Le métal est dans une forte patine noire avec oxydation de surface et comporte des piqures plus importantes en groupes par endroit, en particulier sur le bas du chien, la baguette et au bout du canon.

La platine est marquée de la Manufacture Impériale de Mutzig,  le fonctionnement est parfait mais la cheminée et/ou le canon est bouché.

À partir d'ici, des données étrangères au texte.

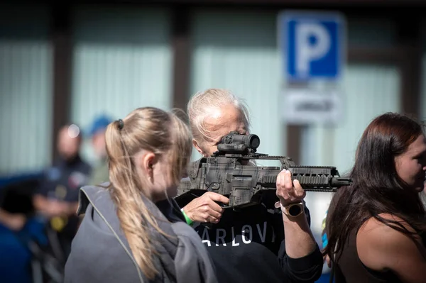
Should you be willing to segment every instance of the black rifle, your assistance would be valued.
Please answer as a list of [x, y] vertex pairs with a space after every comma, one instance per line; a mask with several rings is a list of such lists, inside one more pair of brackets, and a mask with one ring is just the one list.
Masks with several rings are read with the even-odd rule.
[[[283, 169], [291, 172], [307, 192], [334, 192], [351, 184], [340, 177], [335, 167], [296, 166], [291, 158], [256, 153], [261, 143], [256, 135], [231, 132], [222, 138], [217, 151], [190, 164], [189, 180], [181, 182], [175, 200], [181, 207], [206, 192], [214, 192], [229, 199], [228, 206], [241, 208], [258, 204], [264, 194], [276, 189], [276, 179]], [[256, 166], [255, 160], [280, 160], [280, 167]]]

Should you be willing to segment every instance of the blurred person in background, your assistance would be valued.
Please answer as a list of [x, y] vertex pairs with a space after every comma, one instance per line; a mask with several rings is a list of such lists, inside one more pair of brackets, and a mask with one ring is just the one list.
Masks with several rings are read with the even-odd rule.
[[217, 282], [200, 237], [170, 199], [186, 174], [191, 140], [176, 115], [153, 107], [108, 126], [111, 182], [80, 190], [84, 216], [65, 283]]
[[13, 231], [22, 229], [26, 222], [26, 216], [23, 213], [11, 213], [0, 209], [0, 223]]
[[78, 228], [78, 192], [87, 184], [91, 172], [89, 164], [80, 157], [81, 144], [78, 126], [69, 124], [60, 128], [57, 145], [59, 158], [45, 170], [33, 198], [36, 210], [48, 220], [49, 226], [57, 233], [64, 260]]
[[[195, 94], [187, 113], [193, 145], [203, 157], [212, 155], [229, 132], [249, 132], [246, 106], [225, 89]], [[298, 181], [292, 182], [291, 173], [283, 170], [277, 177], [276, 195], [265, 195], [260, 204], [224, 210], [217, 202], [227, 204], [229, 199], [208, 192], [181, 206], [210, 253], [220, 282], [314, 282], [323, 263], [310, 228], [305, 195]], [[295, 213], [286, 211], [290, 206], [297, 209]], [[211, 228], [200, 224], [207, 222]]]
[[387, 113], [361, 138], [349, 177], [328, 209], [324, 254], [337, 283], [426, 282], [420, 200], [426, 172], [422, 126]]
[[109, 179], [105, 147], [105, 131], [111, 122], [112, 122], [111, 119], [103, 115], [97, 117], [90, 127], [89, 135], [97, 160], [92, 170], [89, 184], [99, 184]]

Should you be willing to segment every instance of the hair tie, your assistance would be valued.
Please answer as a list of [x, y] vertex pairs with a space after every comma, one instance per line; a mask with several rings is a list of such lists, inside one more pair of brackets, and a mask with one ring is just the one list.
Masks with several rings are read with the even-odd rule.
[[124, 127], [124, 122], [123, 122], [123, 120], [119, 119], [119, 130], [121, 131], [123, 127]]

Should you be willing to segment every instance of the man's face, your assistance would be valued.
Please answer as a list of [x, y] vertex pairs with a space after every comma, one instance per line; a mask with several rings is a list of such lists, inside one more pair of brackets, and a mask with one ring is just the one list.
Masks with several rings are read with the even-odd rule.
[[205, 120], [205, 131], [209, 138], [195, 145], [203, 156], [210, 156], [217, 150], [217, 144], [222, 138], [231, 131], [240, 135], [248, 134], [241, 112], [234, 105], [228, 105], [212, 112]]
[[74, 158], [80, 149], [80, 138], [72, 126], [62, 128], [58, 137], [58, 151], [65, 160]]

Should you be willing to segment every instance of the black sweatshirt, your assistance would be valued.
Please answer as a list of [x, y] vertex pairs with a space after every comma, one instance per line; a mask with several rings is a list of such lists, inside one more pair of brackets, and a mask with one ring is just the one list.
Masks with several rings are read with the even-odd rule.
[[[194, 226], [219, 282], [314, 282], [321, 276], [323, 260], [318, 245], [305, 257], [289, 257], [282, 213], [267, 209], [271, 207], [271, 201], [268, 203], [236, 211], [225, 209], [220, 221], [210, 228]], [[305, 213], [310, 226], [307, 209]]]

Le canon de 108.2 cm est à pans courts au départ puis rond, marqué de 1856 avec matricule et lettres MI, deux beaux poinçons.

La queue de culasse est bien millésimée du modèle, hausse fixe.

L’intérieur a ses rayures atténuées mais bien visibles avec surface oxydée en surface.

Le bois en noyer rouge est patiné et comporte des traces de manipulation, le macaron de crosse est bien lisible, très léger accident à l'avant de la platine.

Les garnitures fer sont piquées, petits poinçons non déchiffrés.

Avec sa baguette oxydée comportant l'évidement classique pour éviter de déformer la nouvelle balle auto-forcée.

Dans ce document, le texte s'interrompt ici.